During one of ADC’s recent projects, we developed a behavioral score card, modelling the probability of a client becoming “At-Risk” in the next months. We used a technique called Weight of Evidence scaling on our data. Some blogs promote to use WoE scaling as a solution to automate the data preparation process. I’m not so sure you should, and here’s why. For those of you not familiar with the technique, some explanation here https://www.listendata.com/2015/03/weight-of-evidence-woe-and-information.html and here http://ucanalytics.com/blogs/information-value-and-weight-of-evidencebanking-case/.

The Pros

WoE scaling is popular in credit risk modelling, so obviously it should have some attractive features to it. And it does. WoE mitigates the need to do extensive outlier analysis, as extreme values just end up in the first and last bins and thus won’t ruin the fit of your model. Since bins are used, we can create an extra bin for NA’s, so no treatment of missing values is necessary either. Then there is the modelling of non-linear effects. Figure 1 is a nice example of non-linearity that would be hard to model without WoE, because of the quirky nature of the relationship. Finally, another advantage is that fewer parameters are needed for categorical variables, as the factors are transformed to a numerical WoE-value and thus only a single parameter has to be estimated. So far, so good, right? It seems like a great technique that solves a lot of modelling problems for you. Then why am I not convinced about WoE scaling?

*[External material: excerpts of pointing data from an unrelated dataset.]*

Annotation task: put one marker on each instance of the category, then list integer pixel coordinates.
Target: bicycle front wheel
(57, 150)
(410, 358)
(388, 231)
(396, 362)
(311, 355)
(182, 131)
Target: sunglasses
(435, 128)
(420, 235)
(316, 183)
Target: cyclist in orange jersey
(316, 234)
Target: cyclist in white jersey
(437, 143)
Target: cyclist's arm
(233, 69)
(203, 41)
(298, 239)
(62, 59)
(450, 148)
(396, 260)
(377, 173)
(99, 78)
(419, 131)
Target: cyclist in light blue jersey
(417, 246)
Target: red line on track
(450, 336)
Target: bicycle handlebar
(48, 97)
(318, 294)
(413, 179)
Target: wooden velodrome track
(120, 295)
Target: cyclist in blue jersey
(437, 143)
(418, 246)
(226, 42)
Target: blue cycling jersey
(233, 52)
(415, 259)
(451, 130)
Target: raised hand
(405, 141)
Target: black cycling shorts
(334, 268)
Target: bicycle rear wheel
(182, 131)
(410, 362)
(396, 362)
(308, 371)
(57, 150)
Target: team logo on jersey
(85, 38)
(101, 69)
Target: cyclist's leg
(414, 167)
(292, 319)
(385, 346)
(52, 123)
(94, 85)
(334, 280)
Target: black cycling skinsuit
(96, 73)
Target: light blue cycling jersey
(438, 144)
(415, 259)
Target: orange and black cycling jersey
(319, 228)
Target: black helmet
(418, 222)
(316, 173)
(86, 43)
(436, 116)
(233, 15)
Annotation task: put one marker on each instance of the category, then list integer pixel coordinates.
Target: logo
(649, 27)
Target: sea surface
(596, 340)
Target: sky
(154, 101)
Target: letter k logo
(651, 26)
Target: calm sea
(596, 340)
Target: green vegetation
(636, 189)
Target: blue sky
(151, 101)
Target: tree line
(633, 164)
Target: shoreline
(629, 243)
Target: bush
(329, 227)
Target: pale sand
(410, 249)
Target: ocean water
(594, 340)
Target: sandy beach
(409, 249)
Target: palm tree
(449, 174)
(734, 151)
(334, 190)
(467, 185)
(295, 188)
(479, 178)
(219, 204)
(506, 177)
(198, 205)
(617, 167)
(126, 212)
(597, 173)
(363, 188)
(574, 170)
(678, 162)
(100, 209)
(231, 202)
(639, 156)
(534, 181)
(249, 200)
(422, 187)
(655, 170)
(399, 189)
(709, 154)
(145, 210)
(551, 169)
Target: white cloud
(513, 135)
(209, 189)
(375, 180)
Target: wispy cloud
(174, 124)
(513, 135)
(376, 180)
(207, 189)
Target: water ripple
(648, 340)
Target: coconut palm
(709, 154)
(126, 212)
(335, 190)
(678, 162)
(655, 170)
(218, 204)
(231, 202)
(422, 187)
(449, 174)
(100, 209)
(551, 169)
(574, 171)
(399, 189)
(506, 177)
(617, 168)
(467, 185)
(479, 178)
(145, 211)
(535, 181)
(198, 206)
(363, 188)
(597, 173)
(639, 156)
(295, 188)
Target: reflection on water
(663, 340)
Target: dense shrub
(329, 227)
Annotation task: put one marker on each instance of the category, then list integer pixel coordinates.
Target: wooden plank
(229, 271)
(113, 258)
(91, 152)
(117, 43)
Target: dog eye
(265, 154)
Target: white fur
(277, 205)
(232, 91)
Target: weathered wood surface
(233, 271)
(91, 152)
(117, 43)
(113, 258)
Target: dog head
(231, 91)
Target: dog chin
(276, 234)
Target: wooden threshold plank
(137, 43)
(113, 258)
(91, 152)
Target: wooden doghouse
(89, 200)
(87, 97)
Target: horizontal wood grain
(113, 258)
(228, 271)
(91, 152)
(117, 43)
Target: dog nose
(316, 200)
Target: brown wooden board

Figure 1: Red dots are WoE values, grey bars are number of observations per bin

The Cons

My concerns with WoE scaling are both practical and conceptual. Let’s start with the practical issue: Binning. WoE uses binned numerical variables and on those bins the log odds ratio is calculated.  But how should I choose my bins? Do I use empirical quantiles? Do I divide the range of the variable in equal parts? Or should I choose the bins by hand? Then the next question that naturally arises is: How many bins do I choose? Too few causes harsh aggregation that loses much of the available information from that variables. Too many bins may cause overfitting in the WoE transformation and may raise issues with low numbers of observations per bin. When is this number of observations even “low” and when is it “sufficient”?

The second, more conceptual issue I see with the WoE transformation, is the fixing of non-linear effects. When doing a multivariate regression with WoE transformed data, we essentially model a linear combination of the univariate, possibly non-linear relations. But what if the non-linearity that is present univariately can be explained by other variables? Since the relationships are fixed, a correction here is not possible anymore. Maybe the quadratic relationship in Figure 2 would have disappeared once we added more variables. The dips/peaks in the graph look like outliers, but they are based on around 50K and 100K observations respectively. What to do there? Without investigating why these relationships exist, a multivariate regression using WoE is just smacking a bunch of univariate relationships together and hoping for the best.

Figure 2: Again, red dots are WoE values, grey bars are number of observations per bin

The Bottom Line

I think WoE scaling is a nice technique that offers a lot of advantages in the modelling process. I disagree however with the notion that it can be used effectively to automate the processing of input variables for logistic regression. If explainability of the model is not a requirement and non-linear effects are suspected to be present, then you might just as well go for full-blown machine learning approaches like tree-based methods or neural networks.  If explainability of the model is required, all WoE transformations should be investigated and hand checked by the modeler, to ensure that you get a correct well supported model. In short: Always check the evidence.